Generative Adversarial Networks (GAN) is a generative model with implicit density estimation, it is part of unsupervised learning, and it uses two neural networks. Hence the terms “generative” and “network” in “generative adversarial network”.
2.1) Principle: Generator and Discriminator
The principle is a game between two players: a neural network called the generator, and a neural network called the discriminator. Generator They try to trick the classifier by generating images that look exactly like the real thing, Discriminator It tries to distinguish between real and fake images, hence the term “adversarial” in “generative adversarial networks.” Figure 2.
Bottom left Figure 2We can see that the generator samples from a simple distribution, i.e. random noise. We can interpret the generator as an artist and the discriminator as an art critic. Figure 3.

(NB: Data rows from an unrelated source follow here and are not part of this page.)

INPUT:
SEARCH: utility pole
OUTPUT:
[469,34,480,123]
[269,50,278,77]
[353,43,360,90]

During training, the generator gradually gets better at creating real-looking images, while the discriminator gets better at distinguishing between them. The process reaches equilibrium when the discriminator can no longer distinguish between real and fake images. Figure 4So, if the classifier is trained properly and the generator can produce lifelike images that fool the classifier, then we have a good generative model, which is generating images that are similar to the training set.
After this training phase, the generator only needs to sample new (fake) realistic data; the discriminator is no longer needed. Note that the random noise ensures that the generator does not always produce the same images (which could fool the discriminator).

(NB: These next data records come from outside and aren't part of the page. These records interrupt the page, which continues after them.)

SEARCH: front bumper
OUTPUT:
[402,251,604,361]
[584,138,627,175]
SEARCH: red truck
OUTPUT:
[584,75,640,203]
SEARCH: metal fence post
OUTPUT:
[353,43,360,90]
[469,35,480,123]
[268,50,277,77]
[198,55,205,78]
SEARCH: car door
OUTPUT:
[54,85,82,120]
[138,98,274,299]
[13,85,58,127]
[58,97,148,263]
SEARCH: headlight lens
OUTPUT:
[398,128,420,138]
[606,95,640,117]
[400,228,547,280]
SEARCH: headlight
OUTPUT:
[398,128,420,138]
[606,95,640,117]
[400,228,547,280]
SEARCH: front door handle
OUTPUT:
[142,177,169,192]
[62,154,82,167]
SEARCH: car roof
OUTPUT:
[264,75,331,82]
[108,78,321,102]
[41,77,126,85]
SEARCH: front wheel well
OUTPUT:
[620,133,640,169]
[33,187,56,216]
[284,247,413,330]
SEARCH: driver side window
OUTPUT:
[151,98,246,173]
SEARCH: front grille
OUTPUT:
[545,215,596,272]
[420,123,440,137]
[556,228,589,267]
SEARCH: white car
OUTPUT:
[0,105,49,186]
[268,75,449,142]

At the beginning of training Figure 4The generator only produces random noise that does not resemble the training data.
2.2) Mathematically: 2-player minimax game
Generator G And the discriminator is Trained together, Minimax game for two players Formulation. The minimax objective function is:
where θ_g The parameters are G and θ_d The parameters are is.
In the following, simply D_{θ_d} As is and G_{θ_g} As G.

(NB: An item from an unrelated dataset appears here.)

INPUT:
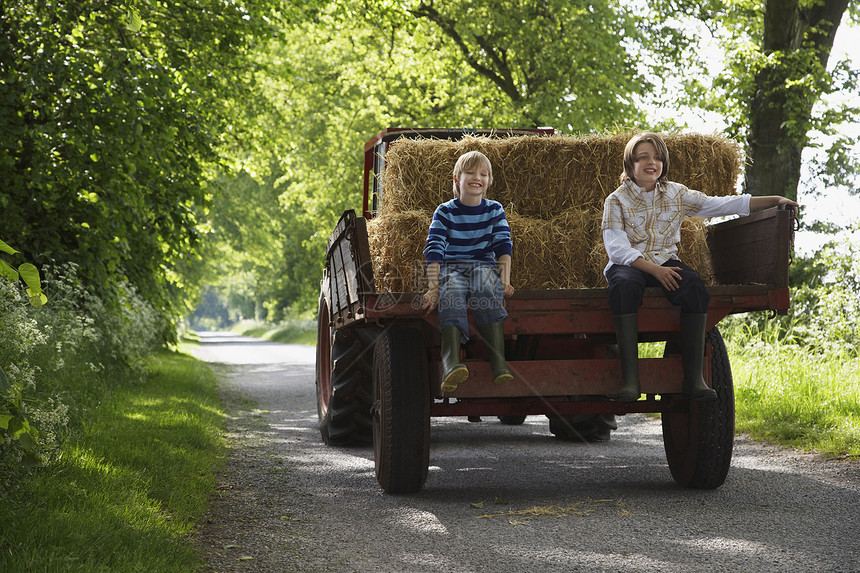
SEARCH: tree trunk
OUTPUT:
[744,0,849,199]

By definition, is Output the likelihood of the real image in the interval [0, 1]:
• D(x) equal 1 (or close to it 1) if is I believe X This is the actual data.
• D(x) equal 0 (or close to it 0) if is I believe X Fake data (e.g., generated data).
At equilibrium, is output 1/2 anywhere is I don't know how to distinguish between fake and real data.
because x ∼ p_{data}, X is real data. G, G(z) Forged data. For example, X This is a live-action image of a cat. G(z) A fake image of a cat is generated. D(x) is the output of the discriminator for real inputs. X and D(G(z)) This is the output of the classifier for the forged data. G(z).
Continue [1]a two-player minimax game Formula (1) It was written as follows: θ_g and θ_d The following subsections will evolve: 2.1) it's truth:
• Classifier is Attempt to distinguish from real data X Fake Data G(z).
More precisely, the discriminator is play θ_d (θ_g fixed) as the objective function D(x) close 1 (X It is actual data, D(G(z)) close 0 (The generated data will be found to be false).
• Generator G Trying to deceive the discriminator is It tricks people into believing that fabricated data is real.
More precisely, a generator G play θ_g (θ_d The objective function to minimize (fixed) is defined as follows: D(G(z)) close 1 (The generated erroneous data will be detected as true by the classifier).
Although it is unsupervised learning (data is not labeled), G there is 0 For the fake labels (regardless of what the classifier returns) and the real training data, 1 The label is true, which allows us to define the loss function.
paper [1] We prove that there exists a globally (and uniquely) optimal solution for minimax games. p_g = p_{data} where p_g is a generating distribution, p_{data} The actual data distribution. But in reality p_g Converge p_{data} It is not easy.